Reporter Daniel Funke, who wrote USA Today's garbage "fact-check" about Biden checking his watch during a ceremony for the 13 U.S. soldiers killed Kabul, took to Twitter to address his error:
Funke said he "regret[s] the error," and then proceeded to lecture us on how "it's easy to dunk on journalists when [they] get things wrong."
He seriously wants us to read an article "about the principles [they] try to uphold at USA Today" after he flunked his own fact-check!
I'm not sure Funke quite understands the criticism of his report if his public reaction is to say it's "easy to dunk on journalists ... trying to do their best."
Calling out journalists, fact-checkers, and publications for false information is not a "dunk." It's called accountability.
We already know the reporters are fallible.
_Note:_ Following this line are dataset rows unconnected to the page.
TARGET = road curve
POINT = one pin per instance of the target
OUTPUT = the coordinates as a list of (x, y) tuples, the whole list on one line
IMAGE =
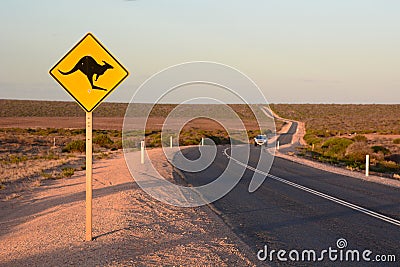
[(283, 216)]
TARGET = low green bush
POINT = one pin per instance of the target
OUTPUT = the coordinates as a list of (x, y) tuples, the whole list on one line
[(103, 140), (360, 138), (382, 149), (67, 172), (75, 146), (336, 147)]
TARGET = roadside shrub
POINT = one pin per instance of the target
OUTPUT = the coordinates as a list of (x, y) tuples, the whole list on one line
[(67, 172), (386, 166), (336, 147), (103, 140), (360, 138), (357, 152), (382, 149), (75, 146)]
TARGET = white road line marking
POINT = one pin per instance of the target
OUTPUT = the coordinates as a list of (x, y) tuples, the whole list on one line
[(317, 193)]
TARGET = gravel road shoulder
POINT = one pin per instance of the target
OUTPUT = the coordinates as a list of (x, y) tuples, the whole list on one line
[(45, 226)]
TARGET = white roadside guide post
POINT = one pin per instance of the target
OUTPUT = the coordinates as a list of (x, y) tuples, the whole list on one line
[(89, 173), (142, 152), (84, 56)]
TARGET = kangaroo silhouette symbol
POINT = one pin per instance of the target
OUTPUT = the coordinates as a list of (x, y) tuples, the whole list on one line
[(88, 66)]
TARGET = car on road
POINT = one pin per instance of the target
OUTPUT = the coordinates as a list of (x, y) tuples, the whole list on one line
[(260, 140)]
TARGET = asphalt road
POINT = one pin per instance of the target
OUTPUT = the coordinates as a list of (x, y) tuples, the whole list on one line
[(283, 216)]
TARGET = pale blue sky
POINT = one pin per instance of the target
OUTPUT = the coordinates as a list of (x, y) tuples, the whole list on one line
[(297, 51)]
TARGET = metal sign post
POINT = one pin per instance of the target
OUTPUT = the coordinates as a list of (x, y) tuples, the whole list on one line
[(89, 173)]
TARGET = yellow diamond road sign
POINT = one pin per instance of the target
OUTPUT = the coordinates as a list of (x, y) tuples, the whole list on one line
[(89, 72)]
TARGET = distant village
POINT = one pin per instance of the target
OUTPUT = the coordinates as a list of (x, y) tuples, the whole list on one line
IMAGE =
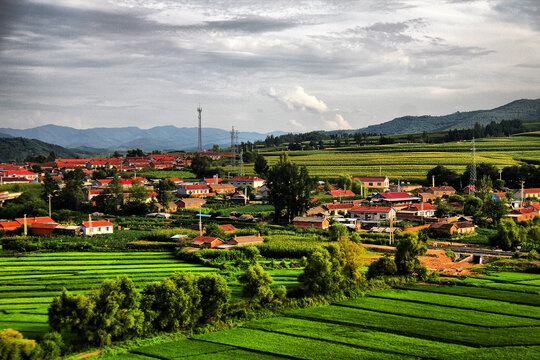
[(379, 207)]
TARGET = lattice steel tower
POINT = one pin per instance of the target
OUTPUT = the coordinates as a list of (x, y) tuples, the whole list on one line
[(473, 165), (199, 146)]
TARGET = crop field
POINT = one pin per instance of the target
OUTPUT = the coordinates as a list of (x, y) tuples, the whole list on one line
[(397, 323), (29, 283), (412, 161)]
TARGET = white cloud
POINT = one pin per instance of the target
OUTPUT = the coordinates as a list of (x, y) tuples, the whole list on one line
[(299, 100), (338, 123)]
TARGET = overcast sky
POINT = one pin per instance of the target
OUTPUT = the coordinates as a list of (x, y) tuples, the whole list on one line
[(261, 65)]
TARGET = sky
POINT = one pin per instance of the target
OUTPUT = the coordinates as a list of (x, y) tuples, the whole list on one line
[(262, 66)]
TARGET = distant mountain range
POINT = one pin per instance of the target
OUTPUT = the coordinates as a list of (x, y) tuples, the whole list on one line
[(18, 148), (519, 109), (156, 138)]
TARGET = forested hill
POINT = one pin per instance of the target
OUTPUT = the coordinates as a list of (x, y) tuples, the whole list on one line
[(519, 109), (18, 148)]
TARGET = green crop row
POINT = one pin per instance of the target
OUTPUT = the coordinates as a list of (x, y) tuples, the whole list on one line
[(423, 328), (460, 302)]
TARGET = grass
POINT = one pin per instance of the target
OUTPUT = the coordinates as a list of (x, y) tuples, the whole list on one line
[(387, 324)]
That's precisely one of the reasons why many people don't just trust mainstream media.
He also said when "journalists and fact-checkers ... make mistakes" they correct them and try to make it right. That is just not true. Journalistic "mistakes" (if you can even call all of them that) are not always corrected, or even acknowledged by those at fault. And it's never the fact-checkers who pay the price ... it's the victims of their erroneous "fact-checks."
Lastly, he said "behind that screen is a person trying to do their best," referring to journalists. Let me break the news to Funke:
Not all reporters "behind that screen" are noble people "trying to do their best."
While I can't speak definitively on whether Funke's report was a mistake or a malicious lie, it is obvious there are many malicious journalists "behind that screen," too. Many are trying to do their best to accomplish evil things with their journalistic efforts. And many are just brainwashed ideologues.
A journalist "trying to do their best" is beside the point, anyway. If the reporting is wrong, then the criticism is warranted and the correction is necessary.
We don't need less accountability for reporting. We need more of it.